An IFA has been unsuccessful in his attempt to salvage more than £200,000 in commission from Aviva after the company he had advised moved its employees to a new pensions platform ending his services.
In a High Court decision from January, Judge Halliwell dismissed the adviser’s claim against provider Aviva and the company he had advised, saying he could not find any breach of contract and therefore Aviva was right to claw back £204,392 in commission.
Richard Wales, an independent financial adviser whose firm goes by the name Selective Investment Services, sought to recover £204,392 in commission for his services when advising property management firm CBRE on its workplace pension.
With Mr Wales’ advice, CBRE’s employees were placed into a workplace pension scheme with Aviva in 1999, which then paid commission on the pension contributions.
However, commission was not paid directly to Mr Wales as he was an appointed representative of DBS Financial Management which was subsequently bought by Sesame.
Aviva paid the commission directly to these firms which then gave Mr Wales a share of the amounts they received.
Mr Wales’ dispute came after CBRE made the decision to move its employees to a new pensions platform and terminate his services following the introduction of auto-enrolment.
Following these rules changes were also made to the charging structure to restrict or eliminate commission based schemes and allow for better transparency.
The judgment stated: “By 2011, Mr Wales was aware of much of the planned statutory change and understood this was likely to mean the old commission based schemes would be brought to an end and it would become necessary for independent financial advisers to move to fees based models or remuneration schemes based on a percentage of the funds under their management.”
Once the employees were moved to a new scheme Aviva no longer had to pay Mr Wales commission under the original arrangements.

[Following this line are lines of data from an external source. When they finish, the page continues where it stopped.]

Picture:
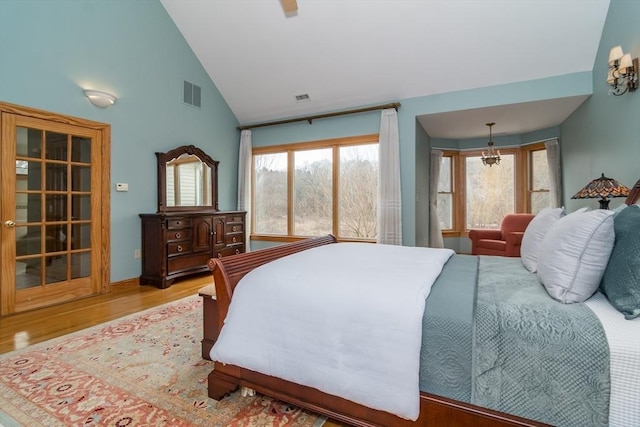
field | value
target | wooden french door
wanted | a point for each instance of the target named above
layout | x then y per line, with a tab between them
52	209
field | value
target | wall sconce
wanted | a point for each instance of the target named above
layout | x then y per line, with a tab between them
623	72
99	98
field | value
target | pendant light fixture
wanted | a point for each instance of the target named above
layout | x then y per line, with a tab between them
492	157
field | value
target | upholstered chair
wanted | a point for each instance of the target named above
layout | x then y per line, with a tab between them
503	242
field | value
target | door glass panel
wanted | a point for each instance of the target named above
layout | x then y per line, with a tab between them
29	241
56	238
56	146
28	142
80	207
80	149
56	207
28	273
80	178
56	176
81	236
80	265
55	269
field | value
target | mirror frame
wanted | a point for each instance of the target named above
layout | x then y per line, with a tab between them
164	158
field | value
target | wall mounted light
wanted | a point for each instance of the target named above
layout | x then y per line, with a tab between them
492	157
99	98
623	72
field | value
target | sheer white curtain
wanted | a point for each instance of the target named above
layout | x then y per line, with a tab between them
389	194
244	181
435	232
555	172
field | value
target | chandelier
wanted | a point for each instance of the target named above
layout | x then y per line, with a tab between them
492	157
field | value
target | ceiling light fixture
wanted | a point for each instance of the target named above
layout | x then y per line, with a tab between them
99	98
492	157
623	72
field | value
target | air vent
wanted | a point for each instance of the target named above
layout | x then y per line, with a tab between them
192	94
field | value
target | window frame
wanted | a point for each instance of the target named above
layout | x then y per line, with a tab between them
290	149
522	174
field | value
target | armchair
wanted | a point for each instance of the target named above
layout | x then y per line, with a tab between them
503	242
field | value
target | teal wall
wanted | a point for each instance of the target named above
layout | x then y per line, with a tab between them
603	134
51	50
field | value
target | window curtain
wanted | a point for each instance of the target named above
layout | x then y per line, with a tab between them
435	232
389	194
555	172
244	182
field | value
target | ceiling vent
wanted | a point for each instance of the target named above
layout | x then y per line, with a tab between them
192	94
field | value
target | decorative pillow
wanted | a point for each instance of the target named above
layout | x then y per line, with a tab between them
574	254
534	234
621	280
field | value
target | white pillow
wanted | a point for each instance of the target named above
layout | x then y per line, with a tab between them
534	233
574	254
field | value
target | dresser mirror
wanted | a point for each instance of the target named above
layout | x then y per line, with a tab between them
187	180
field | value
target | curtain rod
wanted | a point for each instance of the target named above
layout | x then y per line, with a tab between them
321	116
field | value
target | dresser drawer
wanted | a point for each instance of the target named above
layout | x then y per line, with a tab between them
234	239
178	223
235	218
178	248
182	263
179	234
232	250
234	228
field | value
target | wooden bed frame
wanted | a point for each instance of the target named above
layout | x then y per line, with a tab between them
224	379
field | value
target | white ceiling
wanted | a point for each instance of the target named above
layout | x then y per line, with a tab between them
351	53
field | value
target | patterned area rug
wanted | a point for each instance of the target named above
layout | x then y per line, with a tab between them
140	370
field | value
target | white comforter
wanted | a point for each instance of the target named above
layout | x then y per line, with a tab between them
343	318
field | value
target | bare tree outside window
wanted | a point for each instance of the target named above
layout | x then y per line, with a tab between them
445	194
312	183
270	193
539	186
332	187
358	190
490	191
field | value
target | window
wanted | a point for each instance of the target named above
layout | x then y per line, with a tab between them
316	188
538	187
446	186
490	191
472	195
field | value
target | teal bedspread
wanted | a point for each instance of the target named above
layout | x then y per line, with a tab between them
492	336
447	330
533	356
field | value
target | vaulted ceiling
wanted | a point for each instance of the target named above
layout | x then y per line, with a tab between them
351	53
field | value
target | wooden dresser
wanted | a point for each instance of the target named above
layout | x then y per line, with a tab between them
177	244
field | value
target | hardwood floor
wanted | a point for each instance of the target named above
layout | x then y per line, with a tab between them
23	329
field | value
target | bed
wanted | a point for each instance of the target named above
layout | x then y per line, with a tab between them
457	373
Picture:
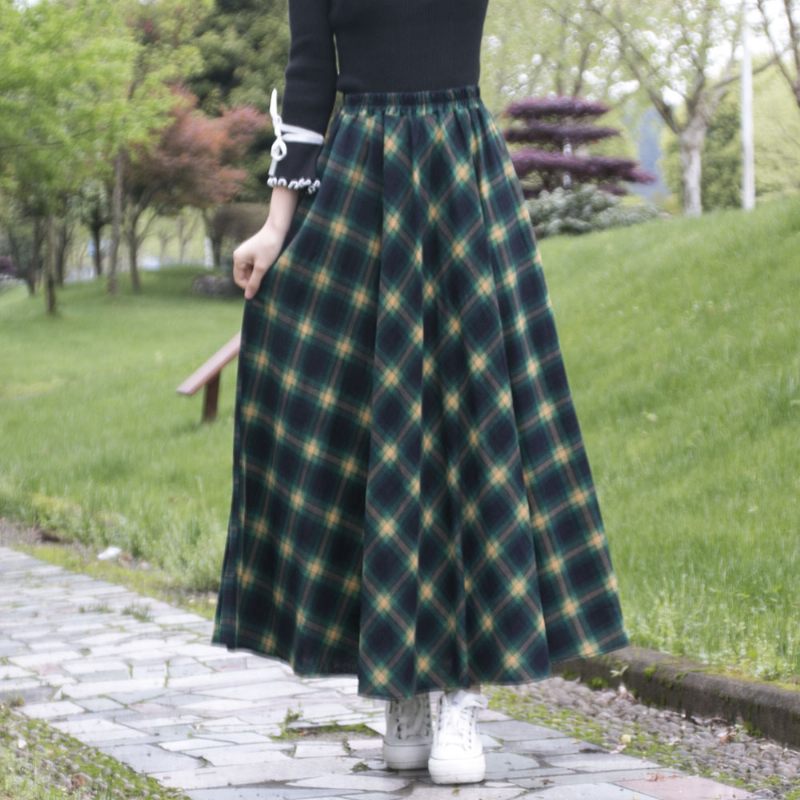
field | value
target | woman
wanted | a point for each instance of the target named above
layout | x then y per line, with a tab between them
412	502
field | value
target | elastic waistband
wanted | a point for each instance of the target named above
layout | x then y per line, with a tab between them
419	101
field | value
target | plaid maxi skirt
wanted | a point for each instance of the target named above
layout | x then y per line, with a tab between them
412	502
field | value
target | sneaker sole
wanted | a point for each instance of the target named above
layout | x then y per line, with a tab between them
471	770
406	757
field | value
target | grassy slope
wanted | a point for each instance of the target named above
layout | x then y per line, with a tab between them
96	440
682	343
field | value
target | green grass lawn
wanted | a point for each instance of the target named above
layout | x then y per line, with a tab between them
682	344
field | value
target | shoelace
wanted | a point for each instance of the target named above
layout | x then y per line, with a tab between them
412	716
288	133
459	717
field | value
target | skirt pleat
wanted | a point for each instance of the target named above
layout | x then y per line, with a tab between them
412	501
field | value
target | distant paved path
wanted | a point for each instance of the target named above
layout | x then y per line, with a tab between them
137	678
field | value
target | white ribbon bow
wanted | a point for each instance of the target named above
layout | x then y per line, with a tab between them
288	133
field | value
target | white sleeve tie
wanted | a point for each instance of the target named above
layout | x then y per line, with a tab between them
288	133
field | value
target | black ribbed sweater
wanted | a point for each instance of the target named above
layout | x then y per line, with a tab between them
381	46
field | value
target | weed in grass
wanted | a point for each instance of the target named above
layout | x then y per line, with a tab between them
138	611
38	762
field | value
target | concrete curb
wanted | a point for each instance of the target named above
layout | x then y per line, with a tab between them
682	685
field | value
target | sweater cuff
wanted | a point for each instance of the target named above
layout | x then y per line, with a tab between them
294	153
297	169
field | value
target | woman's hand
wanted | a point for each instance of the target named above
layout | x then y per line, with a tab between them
253	257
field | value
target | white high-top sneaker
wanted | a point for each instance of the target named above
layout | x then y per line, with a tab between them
407	743
457	751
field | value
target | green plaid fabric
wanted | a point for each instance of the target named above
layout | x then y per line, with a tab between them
412	502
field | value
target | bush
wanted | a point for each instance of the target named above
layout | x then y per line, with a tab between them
583	210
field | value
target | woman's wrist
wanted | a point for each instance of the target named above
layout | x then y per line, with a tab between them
282	205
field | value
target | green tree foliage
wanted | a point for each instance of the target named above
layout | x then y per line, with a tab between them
244	46
777	140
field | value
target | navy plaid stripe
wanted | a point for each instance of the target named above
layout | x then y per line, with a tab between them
412	501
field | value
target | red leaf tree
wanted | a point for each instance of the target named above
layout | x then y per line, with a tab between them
195	163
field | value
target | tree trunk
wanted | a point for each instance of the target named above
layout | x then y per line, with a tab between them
133	252
97	232
116	224
691	147
50	276
35	265
62	245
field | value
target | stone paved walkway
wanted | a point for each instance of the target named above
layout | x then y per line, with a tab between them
138	679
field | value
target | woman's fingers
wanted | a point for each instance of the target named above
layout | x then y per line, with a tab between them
259	268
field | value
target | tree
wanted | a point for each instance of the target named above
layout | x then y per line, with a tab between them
695	30
542	47
63	69
195	164
244	45
165	34
777	14
556	125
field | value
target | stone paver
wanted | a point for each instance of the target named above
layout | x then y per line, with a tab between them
138	679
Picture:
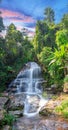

And as it had paid Mr Wales in advance, Aviva sought to claw back £204,392 in payments.
Mr Wales argued that Aviva was under a contractual obligation to pay him commission.
But Judge Halliwell said it was understood that Mr Wales’ would be paid from the payment of the pension contributions and that if contributions ceased for whatever reason his commission would also stop.
Judge Halliwell said: “By the same logic, commission paid in advance of such contributions would be clawed back if the contributions never materialised.
"By advancing a claim to such commission, Mr Wales challenges the contractual basis on which he was remunerated.”
He concluded the claims against Aviva and CBRE should be dismissed.
Judge Halliwell said: “[Mr Wales] has failed to establish his claim against CBRE, whether for breach of contract or otherwise. Any such claim is fundamentally inconsistent with the conditions on which he was engaged to provide services.
“Mr Wales's claims against Aviva fail on the basis that Mr Wales and Aviva did not enjoy a contractual relationship with one another and, in the hypothetical event they did, I am not satisfied Aviva has committed an actionable breach.”